The reasons for any war are complex and can be difficult to tease apart, but there is ample evidence that the "ending" of World War I led to World War II for many reasons.  I do not know, of course, which particular factors your studies have focused on, but I can think of three that you are likely to have learned about. 

First, Germany had to pay to the Western nations, the Allies, as a condition of peace, an incredible sum in reparations. This caused a great deal of resentment among the Germans, since it harmed the economy for everyone, and this resentment was harbored and passed down to the next generation.  The economic harm caused also led to the rise of Hitler, who capitalized on the economic problems and used them as a kind of political slate to be elected. 
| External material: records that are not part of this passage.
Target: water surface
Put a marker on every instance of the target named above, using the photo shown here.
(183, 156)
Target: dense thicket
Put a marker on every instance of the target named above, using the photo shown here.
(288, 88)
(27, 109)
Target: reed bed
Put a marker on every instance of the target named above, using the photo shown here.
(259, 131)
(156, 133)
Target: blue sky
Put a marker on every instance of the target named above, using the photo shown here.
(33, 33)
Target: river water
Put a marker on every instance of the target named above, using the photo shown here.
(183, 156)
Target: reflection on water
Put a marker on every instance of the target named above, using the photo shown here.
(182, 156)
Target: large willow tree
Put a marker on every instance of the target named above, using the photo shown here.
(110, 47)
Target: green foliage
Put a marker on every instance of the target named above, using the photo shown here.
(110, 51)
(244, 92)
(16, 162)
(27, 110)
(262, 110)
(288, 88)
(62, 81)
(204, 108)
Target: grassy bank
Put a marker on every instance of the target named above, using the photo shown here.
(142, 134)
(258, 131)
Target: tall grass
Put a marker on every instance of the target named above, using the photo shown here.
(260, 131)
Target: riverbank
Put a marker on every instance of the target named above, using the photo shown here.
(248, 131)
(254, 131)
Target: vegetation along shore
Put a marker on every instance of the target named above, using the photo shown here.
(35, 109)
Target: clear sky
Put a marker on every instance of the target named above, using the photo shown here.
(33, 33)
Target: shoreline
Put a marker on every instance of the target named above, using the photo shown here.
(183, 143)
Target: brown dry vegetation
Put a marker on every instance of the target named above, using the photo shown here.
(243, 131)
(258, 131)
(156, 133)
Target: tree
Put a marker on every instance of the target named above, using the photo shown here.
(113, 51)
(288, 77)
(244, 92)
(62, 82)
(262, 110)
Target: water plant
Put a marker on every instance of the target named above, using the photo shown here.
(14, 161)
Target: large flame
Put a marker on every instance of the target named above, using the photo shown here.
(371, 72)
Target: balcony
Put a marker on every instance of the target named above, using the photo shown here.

Second, Germany was forced to disarm as a condition of peace, limited to a tiny army and a few warships.  Naturally, this disarmament had caused great resentment, which ultimately motivated the Germans to develop the weapons and machinery with which it fought World War II.  Unlike today, I believe there was not much provision for inspection to make sure Germany was complying, so rearmament was done quietly, without attracting a great deal of attention for a while.  Had the German military not been quashed so greatly or had the Allies paid a bit more attention, Germany might not have created such a great war machine. 

Third, a great deal of land was taken away from Germany as a condition of peace, causing a further resentment that held sway throughout the years following World War I, leading to German action to regain that lost territory. 

In summary, the "peace" that ended World War I was so repressive to Germany that the smoldering embers of resentment finally burst out into World War II.  I remember my father, who fought in World War II and liberated concentration camps, saying that if the Allies hadn't been so bent on rubbing the Germans' noses into it, we might have never had another war.